While It Chapter Two does utilize flashbacks to the younger cast, they use a weird variation of CGI and face capture to de-age the cast. Unfortunately, the cast of It, being teenagers, have significantly grown and changed in appearance since the first film. The flashback sequences, featuring the de-aged actors, are incredibly uncomfortable to watch; they are indeed horrifying, but not for the right reasons. This is but one of the many examples where the use of computer generated graphics has gone completely wrong.
There was some creative merit in trying to separate the films from one another, especially in how it tried to provide more in-depth backstories to all of the characters. This, however, was a choice that made Chapter Two harder to watch. If content from both films had been layered over one another, parallels between the isolation of the first group of younger “losers” and the second group of older “losers” would have been easier to connect. For audiences that had not seen the first film, that same feeling of isolation clearly seen in the first film is never recaptured in the second.
By the time It Chapter Two has begun, each Loser is no longer in isolation. Richie, the “funny guy” of the group, is a famous standup comedian who is filming a special in the opening part of the film. Bill is a successful author who relies on his childhood trauma to deliver the world’s most horrifying books. Each has found a connected network of people: they are not isolated. By the time they get back together in Derry, they start to regain the fear and their sense of isolation, but it is simply not the same.

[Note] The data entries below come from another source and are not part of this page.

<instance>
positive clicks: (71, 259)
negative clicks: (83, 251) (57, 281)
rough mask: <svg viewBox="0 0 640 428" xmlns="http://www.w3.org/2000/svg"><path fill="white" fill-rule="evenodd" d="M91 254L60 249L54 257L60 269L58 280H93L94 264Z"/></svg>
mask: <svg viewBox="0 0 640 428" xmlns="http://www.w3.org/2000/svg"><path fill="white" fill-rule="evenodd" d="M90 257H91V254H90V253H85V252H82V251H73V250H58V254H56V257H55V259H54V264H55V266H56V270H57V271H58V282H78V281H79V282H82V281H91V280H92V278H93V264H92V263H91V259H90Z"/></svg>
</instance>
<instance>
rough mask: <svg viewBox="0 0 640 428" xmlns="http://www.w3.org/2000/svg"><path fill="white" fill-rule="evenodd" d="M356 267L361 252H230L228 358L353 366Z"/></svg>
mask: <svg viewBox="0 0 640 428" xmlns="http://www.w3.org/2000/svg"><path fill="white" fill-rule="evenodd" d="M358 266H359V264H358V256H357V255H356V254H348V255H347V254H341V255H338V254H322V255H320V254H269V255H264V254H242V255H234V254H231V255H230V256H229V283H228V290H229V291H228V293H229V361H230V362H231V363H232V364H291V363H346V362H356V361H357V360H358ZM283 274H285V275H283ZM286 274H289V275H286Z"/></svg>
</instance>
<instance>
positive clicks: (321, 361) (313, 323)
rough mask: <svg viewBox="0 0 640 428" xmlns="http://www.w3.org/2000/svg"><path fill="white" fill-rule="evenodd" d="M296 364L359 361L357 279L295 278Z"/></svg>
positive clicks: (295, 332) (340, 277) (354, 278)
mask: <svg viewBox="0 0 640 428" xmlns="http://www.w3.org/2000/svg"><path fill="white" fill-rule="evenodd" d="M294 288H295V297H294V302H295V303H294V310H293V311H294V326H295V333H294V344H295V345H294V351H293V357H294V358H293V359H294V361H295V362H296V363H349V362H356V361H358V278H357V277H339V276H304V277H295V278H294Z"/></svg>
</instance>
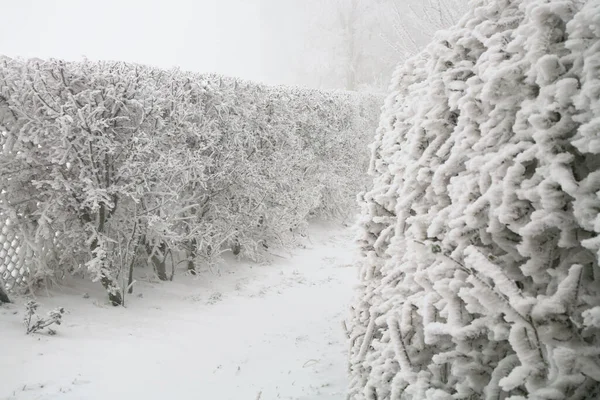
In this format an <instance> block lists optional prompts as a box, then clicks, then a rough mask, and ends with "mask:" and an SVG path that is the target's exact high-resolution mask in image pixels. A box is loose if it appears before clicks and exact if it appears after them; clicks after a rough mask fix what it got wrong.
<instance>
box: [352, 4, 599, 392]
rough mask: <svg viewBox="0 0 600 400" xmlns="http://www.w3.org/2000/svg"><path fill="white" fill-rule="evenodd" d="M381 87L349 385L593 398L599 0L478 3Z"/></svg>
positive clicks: (597, 109)
mask: <svg viewBox="0 0 600 400" xmlns="http://www.w3.org/2000/svg"><path fill="white" fill-rule="evenodd" d="M393 88H394V91H393V93H392V94H391V95H390V96H389V97H388V98H387V100H386V105H385V107H384V112H383V115H382V117H381V123H380V127H379V129H378V131H377V134H376V138H375V142H374V143H373V144H372V147H371V150H372V158H371V173H372V175H373V176H374V188H373V189H372V190H371V191H369V192H367V193H366V194H364V195H362V197H361V200H362V207H363V208H362V217H361V221H360V229H361V235H360V238H359V242H360V246H361V249H362V255H363V258H362V264H363V267H362V274H361V282H362V283H361V289H360V297H359V298H358V300H357V301H356V303H355V304H354V306H353V314H352V315H353V317H352V320H351V324H350V333H351V360H350V372H351V376H352V383H351V387H350V395H349V397H350V398H351V399H369V400H374V399H377V400H383V399H415V400H421V399H436V400H441V399H444V400H446V399H513V400H517V399H592V398H597V397H598V396H600V324H599V323H598V316H599V315H600V314H599V311H598V310H599V307H600V270H599V266H598V260H599V257H600V253H599V250H600V235H599V233H600V216H599V213H600V139H599V138H600V1H598V0H591V1H587V2H584V1H577V0H561V1H558V0H557V1H546V0H522V1H509V0H500V1H488V0H479V1H475V2H473V3H472V10H471V11H470V12H469V14H468V15H467V16H466V17H465V18H463V20H462V21H461V23H460V24H459V25H458V26H457V27H455V28H453V29H451V30H449V31H447V32H443V33H440V34H438V36H437V37H436V40H435V41H434V42H433V43H432V44H431V45H430V46H429V47H428V48H427V49H426V50H425V51H424V52H423V53H421V54H420V55H418V56H416V57H415V58H413V59H412V60H410V61H408V62H407V63H406V64H405V65H403V66H401V67H399V68H398V70H397V71H396V73H395V76H394V78H393Z"/></svg>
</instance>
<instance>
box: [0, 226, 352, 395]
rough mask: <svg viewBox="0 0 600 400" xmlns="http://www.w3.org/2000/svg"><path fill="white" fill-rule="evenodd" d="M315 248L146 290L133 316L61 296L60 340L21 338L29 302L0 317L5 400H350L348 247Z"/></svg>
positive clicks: (351, 280)
mask: <svg viewBox="0 0 600 400" xmlns="http://www.w3.org/2000/svg"><path fill="white" fill-rule="evenodd" d="M311 241H312V243H311V244H307V248H306V249H299V250H296V251H295V252H294V255H293V256H292V257H286V258H285V259H283V258H276V259H275V262H274V263H272V264H271V265H268V266H256V265H254V266H253V267H252V268H249V265H250V264H244V265H241V264H243V263H236V262H234V263H229V264H228V265H229V266H228V267H222V269H221V270H220V273H221V276H216V275H215V274H213V273H211V272H208V271H203V273H201V274H200V275H199V276H198V277H197V278H195V279H192V278H189V277H180V279H179V280H176V282H172V283H167V284H160V283H151V282H143V283H141V284H140V285H139V286H138V287H137V288H136V293H143V298H139V297H137V296H135V297H129V298H128V299H127V300H128V304H127V308H116V309H115V308H112V307H108V306H107V305H106V304H105V301H104V298H103V296H102V292H101V291H99V290H98V289H97V287H96V286H92V285H90V286H89V287H88V290H89V294H90V297H89V298H84V297H83V296H82V294H83V292H84V291H85V290H86V289H81V286H77V289H72V288H62V289H61V291H62V293H53V295H52V296H51V297H50V298H48V297H45V296H44V297H40V298H39V302H40V304H41V305H42V309H43V312H44V313H45V311H46V310H47V309H49V308H51V307H54V306H59V305H61V306H65V307H66V308H67V310H68V314H67V315H66V316H65V318H64V325H62V326H60V327H58V329H57V330H58V334H57V335H56V336H53V337H51V336H47V335H43V334H35V335H31V336H25V335H24V333H23V326H22V324H21V320H22V313H23V307H22V305H21V304H20V303H23V302H24V301H25V300H24V299H17V302H18V303H17V304H13V305H8V306H3V307H0V338H1V341H0V349H1V352H2V354H1V355H0V399H19V400H21V399H23V400H25V399H27V400H29V399H69V400H74V399H78V400H80V399H86V400H88V399H89V400H93V399H103V400H106V399H111V400H119V399H142V400H149V399H161V400H164V399H178V400H179V399H181V400H183V399H210V400H227V399H235V400H243V399H248V400H256V399H259V398H260V399H261V400H270V399H305V400H313V399H315V400H318V399H332V400H333V399H343V398H344V397H345V395H344V393H345V389H346V384H347V382H346V343H345V336H344V333H343V330H342V325H341V322H342V320H343V318H344V317H345V315H346V308H347V305H348V304H349V302H350V298H351V296H352V287H353V285H354V282H355V277H356V274H355V269H354V268H351V267H350V265H351V260H352V256H353V254H352V250H351V249H352V237H351V233H350V232H349V230H348V229H345V230H342V229H339V228H334V229H333V230H332V229H325V228H324V227H322V226H321V227H317V228H313V229H312V234H311ZM78 284H79V285H81V282H79V283H78ZM86 297H87V296H86Z"/></svg>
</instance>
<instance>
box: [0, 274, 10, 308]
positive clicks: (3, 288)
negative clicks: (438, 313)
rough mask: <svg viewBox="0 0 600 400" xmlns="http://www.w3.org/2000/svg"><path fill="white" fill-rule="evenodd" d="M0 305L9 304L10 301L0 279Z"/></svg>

While they eventually do split up, and encounter Pennywise individually once again, these sequences are a poor blend of tired out suspense and predictable jump scares. They often take too long and are sandwiched by flashbacks and long bouts of character exploration to fill in narrative gaps left by the first film.
Despite how I feel about It Chapter Two, I loved the charming performance of Bill Hader, who played Richie, in the film and his hilarious exclamations at Pennywise’s unexplainable powers. Many other comical moments exist in the film apart from those provided by Hader’s character. One that especially comes to mind is when Henry Bowers, a psychopathic childhood bully of the Loser’s Club, tries to kill Eddie, another member of the Loser’s Club. Eddie is stabbed through the mouth, but somehow manages to stab Henry and yell insults at him before collapsing outside of the bathroom he is attacked in. Absurd moments like these are funny, but they are jarring tonal shifts from the dark nature of the film’s subject.
It Chapter Two is well-directed and acted, but it cannot overcome the narrative gap and the consequences of splitting the film into two separate parts. This decision, is what ruined the second film for me. There was no way that the dynamic chemistry of both casts could have been used to its full potential without the combination of multiple storylines. While splitting the story up was a good financial decision, it is, in effect, a poor creative/artistic decision. It Chapter Two is much too long, yet falls so short of the first film.